A younger woman came forward and opened a jewelry case and Ai-ling held up a magnificent gold bracelet and everyone clapped as she placed it around Skye's left wrist.
"This is a huge surprise and a most wonder gift. I shall always treasure it"
Everyone clapped.
"Now please allow me to hold Daisy," Ai-ling said. "A line of elite doll makers, who are also doll historians because that is the tradition, from various regions but not from all of China of course, will file past and examine Daisy briefly.

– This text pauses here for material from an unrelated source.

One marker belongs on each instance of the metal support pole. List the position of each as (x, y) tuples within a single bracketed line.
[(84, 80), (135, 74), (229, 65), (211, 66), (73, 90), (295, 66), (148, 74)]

If Daisy was made in this part of China she will be recognized."
Some thirty master craftsmen had looked at Daisy when one of them shouted and called something and a young guy raced off.
Ai-ling and the elderly man conversed.
She told Skye, "Your Daisy was made in the 1920s and that doll maker is no longer alive but his son, now an old man, is here helping with his son's exhibition. He comes now."
Almost ten minutes later an elderly man was escorted in. He examined the back of Daisy's head and pointed and nodded.
"Oh can you believe it," said the Chinese photojournalist. "He says his father made that doll. The head-flap is sewn in cross-stitching and that is usual but halfway up on the left-hand side of the head are four lots of double cross-stitches, his father's mark as doll maker."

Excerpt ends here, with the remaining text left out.